III«Аще убо вера, яте в Тя, спасает отчаянныя, се верую, спаси мя, яко Бог мой еси Ты и Создатель.».
Нам дарят спасение без навязанного добра, без планирования к безысходности. Спасительный путь не планирование. Пути божественной софии невидимы. Чем больше нам кажется, что мы видим их в мире, тем злее обманываемся. Видеть Бога невозможно. Тогда пусть Он сделает невозможное, даст увидеть Его даже зрячим, даст услышать даже слышащим, даст открыть даже откровенного, даст исповедовать даже известного. Легко исповедовать неведомого Бога, в молчании Твой голос явственно слышен; дай услышать в говорении. Природа слишком щедра и милостива, она слишком спешит утешить нас. Она любящая неразумная мать. Поэтому сказано, «кто любит отца или мать более нежели Меня, не достоин Меня». И еще: «матерь и братья Его стояли вне, желая говорить с Ним». Оставаясь в природе, мы хотим говорить, вопить, кричать, и все бесполезно: мы вне, приравнены к внешнему молчанию природы, наши слова не слышны, они шелест листьев, шум ручья. Как воззвать к сверхприродному началу.
Ты видишь и слышишь наше природное молчание, но наш голос как Ты можешь услышать? Ведь мы говорим не на Твоем языке, а на своем вавилонском наречии, которого Ты не поймешь не потому что не хочешь или не можешь, а потому что оно и придумано‑то нами чтобы спрятаться от Тебя. В самый миг, когда мы хотим позвать Тебя, выйдя из прозрачной для Тебя глубины молчания, то сразу же становимся и непонятны. Разумная природа, мы понятны без слов, всего яснее понятны помимо слов. Наше многословие понятно лишь в меру вплетающегося в него молчания. Поскольку молчим, мы осмысленные твари, какими родились. Но «стоит мне заговорить — они к войне», стоит именовать молчание — и мы скатываемся в первозданный хаос, творения как не бывало и нужно новое божественное чудо, новое творение мира, новое рождение. Если греческое диавол значит путаник и обманщик, то область говорения это его царство по преимуществу. Путаница и обман начинаются здесь с первого шага. Я говорю. Какой? молчащий? или уже говорящий? Пожелав заговорить, мы как бы направляем фонарь себе в лицо. Многие советуют не делать этого, благоразумнее освещать путь под ногами.

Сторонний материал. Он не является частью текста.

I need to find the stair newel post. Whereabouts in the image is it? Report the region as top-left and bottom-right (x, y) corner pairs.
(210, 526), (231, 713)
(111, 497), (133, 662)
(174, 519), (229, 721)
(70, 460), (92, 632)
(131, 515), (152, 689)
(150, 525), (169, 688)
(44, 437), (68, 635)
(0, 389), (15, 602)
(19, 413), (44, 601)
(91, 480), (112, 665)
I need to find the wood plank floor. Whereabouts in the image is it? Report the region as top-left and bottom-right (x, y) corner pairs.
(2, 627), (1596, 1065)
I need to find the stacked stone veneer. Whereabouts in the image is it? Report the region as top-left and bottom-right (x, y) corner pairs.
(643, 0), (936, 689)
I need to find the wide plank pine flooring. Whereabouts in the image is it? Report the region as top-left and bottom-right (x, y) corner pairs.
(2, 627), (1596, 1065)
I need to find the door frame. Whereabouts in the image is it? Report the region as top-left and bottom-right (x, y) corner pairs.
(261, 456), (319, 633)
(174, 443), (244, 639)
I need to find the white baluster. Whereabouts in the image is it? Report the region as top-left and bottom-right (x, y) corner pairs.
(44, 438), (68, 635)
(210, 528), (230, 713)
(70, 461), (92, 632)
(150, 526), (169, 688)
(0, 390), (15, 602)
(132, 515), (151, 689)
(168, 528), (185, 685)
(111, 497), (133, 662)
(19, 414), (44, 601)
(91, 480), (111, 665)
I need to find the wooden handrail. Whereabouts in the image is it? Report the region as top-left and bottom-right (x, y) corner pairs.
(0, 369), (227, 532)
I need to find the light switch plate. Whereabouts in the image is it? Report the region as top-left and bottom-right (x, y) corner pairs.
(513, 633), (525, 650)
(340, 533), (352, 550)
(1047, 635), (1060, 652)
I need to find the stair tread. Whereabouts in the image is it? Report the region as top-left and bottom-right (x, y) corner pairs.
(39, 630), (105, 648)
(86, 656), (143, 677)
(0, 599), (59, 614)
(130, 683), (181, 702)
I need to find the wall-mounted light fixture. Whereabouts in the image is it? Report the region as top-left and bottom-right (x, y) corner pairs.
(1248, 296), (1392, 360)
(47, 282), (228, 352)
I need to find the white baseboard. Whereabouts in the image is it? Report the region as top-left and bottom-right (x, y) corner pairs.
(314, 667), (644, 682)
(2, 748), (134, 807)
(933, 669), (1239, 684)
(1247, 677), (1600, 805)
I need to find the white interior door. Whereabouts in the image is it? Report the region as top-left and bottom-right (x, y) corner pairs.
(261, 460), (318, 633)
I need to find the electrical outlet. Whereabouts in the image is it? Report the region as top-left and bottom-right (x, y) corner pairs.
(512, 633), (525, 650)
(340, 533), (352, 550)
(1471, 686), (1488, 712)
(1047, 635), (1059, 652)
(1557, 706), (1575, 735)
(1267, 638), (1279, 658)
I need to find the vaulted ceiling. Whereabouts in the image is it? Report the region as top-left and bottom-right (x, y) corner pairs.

Вы устроились и наладились, советующие это, и давно выросли из бредового максимализма, а под кем все обрушилось и изменило, тому хотя бы просто иметь и зажечь фонарь, иначе он сам себя не помнит. Однажды я хотел подняться по вашей лестнице, но увидел в нише, внизу, затаившегося человека с настороженным и растерянным взором покрасневших глаз, осунувшегося, в странной стоптанной обуви, обветшалом платье, раскинувшего руки. Зачем вы его там держите? почему не выпускаете? Он не идет у меня из головы. Что вы с ним хотите сделать? или может быть хуже, вы не знаете что с ним делать? Каждое слово вас, чистых и успешных, отдается ему, безответному, горечью и унынием. Я не пошел выше по ступенькам, не смог оторвать глаз от него, жалкого и бессловесного, застывшего там, в холоде, сырости и сумраке. Странное оцепенение жалкого человека в нише сковало меня. Отпустите его!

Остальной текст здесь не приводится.